Изменить стиль страницы

– Тогда он, конечно, выдумал это и наговорил с три короба от страха перед мучениями, которыми ему пригрозили, – воскликнул Лесток, – с целью выгородить самого себя, чтобы все подозрения и всю вину свалить на меня одного. Разве это люди? Этот Шапьюзо, как же быстро он позабыл мои благодеяния! Он ведь был ничтожеством – бедный, понукаемый офицерами сержант, а я продвинул его по службе до капитанского чина. А теперь?!

– Это не относится к делу, – продолжала жена Лестока. – Теперь Шапьюзо рассказал такое, что существенно усугубляет твое положение, да вдобавок к тому же шведский министр Вольфеншерна внезапно покинул Петербург. А это еще больно усиливает подозрение. Если ты будешь все отрицать, тебя начнут бить кнутами, станут пытать, в то время как чистосердечное и покаянное признание могло бы спасти нас.

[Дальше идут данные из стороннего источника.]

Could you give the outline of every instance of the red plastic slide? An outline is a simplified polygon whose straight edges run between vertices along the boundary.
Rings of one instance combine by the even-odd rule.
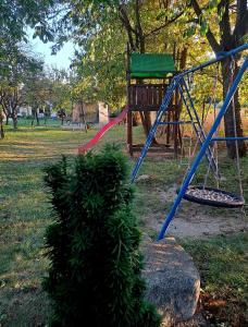
[[[106,124],[97,134],[85,145],[82,145],[78,147],[78,154],[85,154],[87,150],[89,150],[91,147],[94,147],[100,140],[101,137],[108,132],[110,129],[115,126],[117,123],[120,123],[126,116],[128,111],[128,107],[126,106],[124,110],[115,118],[111,119],[108,124]]]

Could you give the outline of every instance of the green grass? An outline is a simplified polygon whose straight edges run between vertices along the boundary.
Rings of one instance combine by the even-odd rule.
[[[134,129],[138,142],[144,141],[140,131],[140,128]],[[48,322],[49,301],[40,282],[49,264],[42,246],[45,230],[52,217],[42,184],[42,169],[62,154],[75,156],[78,145],[95,133],[94,129],[85,133],[60,125],[32,128],[29,122],[22,121],[17,131],[8,128],[5,138],[0,141],[0,326],[45,326]],[[124,150],[125,128],[109,131],[96,150],[106,142],[117,142]],[[220,161],[227,177],[222,186],[236,189],[232,162],[222,154]],[[241,159],[241,166],[248,167],[248,158]],[[206,165],[201,165],[195,182],[202,179],[204,171]],[[173,201],[164,198],[164,192],[178,185],[184,169],[175,159],[147,158],[140,174],[148,174],[149,180],[137,183],[134,210],[141,229],[154,237],[157,231],[147,222],[164,217]],[[247,169],[243,170],[243,175],[248,202]],[[213,183],[211,179],[210,183]],[[212,208],[202,210],[207,215],[218,215]],[[226,211],[226,215],[237,214]],[[203,292],[221,299],[232,294],[238,307],[247,305],[247,231],[233,237],[181,239],[178,242],[193,255],[201,274]]]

– Но ведь мне не в чем признаваться, – в сердцах крикнул Лесток, – ты сама не соображаешь, что говоришь, моя совесть абсолютно чиста. Если они хотят убрать меня с дороги, эти подлецы, эти предатели, для чего им тогда вообще надо мое признание? Они, конечно, могут отрубить мне голову, но моя кровь будет на них, а царица слишком поздно узнает, что потеряла своего единственного друга.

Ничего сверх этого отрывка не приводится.